In analyzing A.K.'s best interests, the juvenile court gave "controlling weight to the testimony of the Child's therapist" because A.K. has significant behavioral issues. "Additionally the court considered the CASA report and accept[ed] its recommendations as well." The court noted A.K. Suffers "significant anxiousness associated with her permanency and caretaking needs." The court emphasized that A.K. has always viewed Eric as her father and that she is currently comfortable and being nurtured in his custody. The court concluded A.K.'s "mental and emotional needs are best met by terminating [Dale's] rights so that it will be completely up to [A.K.] when she is old enough as to whether she wants to have any contact with him."

On appeal, Dale questions the stability of A.K.'s placement with Eric: "The CINA record for [A.K.] and her siblings shows a family in regular upheaval and by no means presents a comfortable setting that is unlikely to be disrupted again in the future." He lobbies to remain an available option for A.K. if Eric is not able to care for her long term. He asks that a guardianship be established instead of terminating his parental rights.

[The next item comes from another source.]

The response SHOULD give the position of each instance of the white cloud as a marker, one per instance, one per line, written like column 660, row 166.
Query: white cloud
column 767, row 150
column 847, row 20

We find the best-interest framework in section 232.116(2) supports termination of Dale's parental rights. We recognize Dale did not realize he was A.K.'s biological father until May 2011—when she was already eight years old. But his contact with A.K. has not been a positive force in her life. A.K.'s therapist described A.K.'s stressful reaction to her one and only visit with Dale, including oppositional behavior at home and fighting at school. Shortly after that one visit with his daughter, Dale was verbally abusive to a female worker and had his work release revoked. He had a small window to develop rapport with his daughter, and failed to do so. A.K. told her therapist she has no interest in an ongoing relationship with Dale, and is anxious about who will have custody of her in the future if Dale's rights are not terminated.

Meanwhile, A.K. currently lives with her sister in the home of her legal father Eric and his girlfriend. A.K.'s therapist testified the home is now stable. A.K. views Eric as her "real father" and he is able to meet her mental and emotional needs. DHS workers have noticed A.K.'s behavior is improving in Eric's care.

Finally, we reject Dale's suggestion that a guardianship would be preferable to termination. Termination is the favored solution when a parent is unable to regain custody within the time frames of chapter 232. See In re C.K., 558 N.W.2d 170, 174 (Iowa 1997). A guardianship would only prolong the uncertainty for the A.K, because Dale, as the biological father, could at some point challenge a guardianship and seek to have the child placed in his care. See Iowa Code § 232.104(2) (allowing a parent to seek modification or termination of a permanency order). A.K. should not be deprived of permanency and peace of mind in the hope that someday her biological father might be available as a parent. See P.L., 778 N.W.2d at 41.